はじめに
本ドキュメントでは、Cisco Unified Communications Manager (Unified CM) 上で使用可能な証明書の種類について紹介します。
証明書とは
なりすまし、改ざん、盗聴などのリスクを未然に防ぎ、よりセキュアな暗号化通信を確立する際に使用される電子文書です。
証明書の種類
Unified CM 上で使用する証明書には大きく分けて自己署名証明書、外部証明書、MIC、LSC の 4 種類あり、本ドキュメントでは各証明書の役割について紹介していきます。
自己署名証明書
Unified CM (pub sub を問わず) はシステムが初めて起動した際に、自動で以下の証明書を発行します。
Unified CM は自らがこれらの自己署名証明書の発行と失効を司る認証局(Certificate Authority=CA)となり、自己署名を加えた証明書をクラスタを組んでいる他ノードやエンドポイントへ分配します。分配された証明書を保持する他ノードと電話機は暗号化通信を使用してUnified CM へアクセスすることが可能となります。
- Callmanager
- CAPF(Certificate Authority Proxy Function)
- IPSec
- Tomcat
- TVS(信頼検証サービス)
- ITLRecovery(CUCM 10.X 以降のみ)
システム稼動後、約 5 年が経過すると一旦配布された自己署名証明書が失効するため、再発行を必要があります。失効する前に自己署名証明書を更新することも可能です。
外部証明書
外部の公的期間が認証局(Certificate Authority=CA)となり発行する 自己署名証明書です。用途は様々ですが、Unified CM 上で使用する場合は、自己署名証明書ファイルをインストールする必要があります。
Manufacture-Installed Certificate(MIC)
Cisco 社の IP Phone は自社製品であることを証明し、Unified CM と IP Phone 間のセキュアな暗号化通信を実現する目的で、製造段階で MIC と呼ばれる以下の自己署名証明書がインストールされた状態で出荷されます。MIC は IP Phone 側で削除することは出来ません。一方、Unified CM は MIC を有効な自己署名証明書であることを認識する目的で、システム稼働時に以下の自己署名証明書をインストールした状態で出荷されます。MIC は一定期間が経過した後に失効し、二度と再作成を行うことが出来なくなります。
- CAP-RTP-001
- CAP-RTP-002
- Cisco_Manufacturing_CA
Cisco Manufacturing CA SHA2
Locally Significant Certificate (LSC):
上記で紹介した MIC は一定期間が経過した後に失効し、二度と再作成を行うことが出来なくなります。そこで、CUCM は Certificate Authority Proxy Function (CAPF) を使用しすることで、自己署名証明書の発行元(認証局)となり、IP Phone 側へ自己署名証明書を配布します。これを LSC と呼びます。LSC によって MIC が失効した後も CUCM と IP Phone 間のセキュアな暗号化通信を実現することが可能です。

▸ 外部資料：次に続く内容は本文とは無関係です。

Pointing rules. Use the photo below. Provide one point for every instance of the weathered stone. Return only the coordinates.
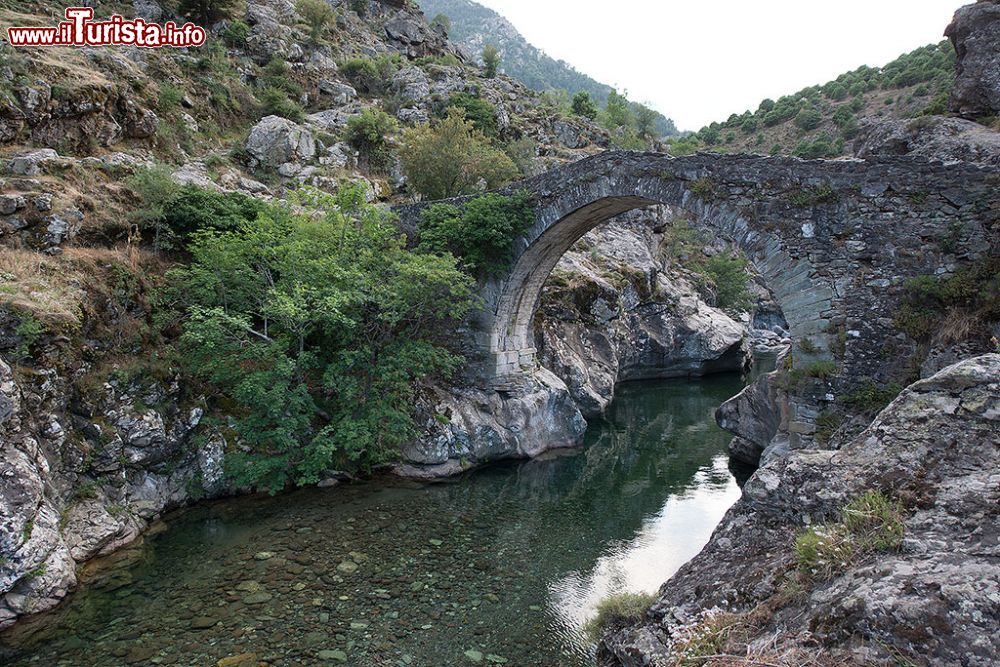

尚、MIC と CAPF の両方が失効した場合、暗号化通信を確立することは出来なくなりますが、CUCM と IP Phone 間の通信自体に問題は発生しません。
trust ファイルについて
CallManager-trust のように -trustと名の付く証明書はシステム導入時に Publisher にて自動で生成される XX.pem の写し(コピー)が他ノードに配布されたものとなります。失効期限が近づいても -trust 形式の証明書の再作成を行う必要はありません。-trust が付く証明書は発行元の証明書が更新されると自動的に更新されます。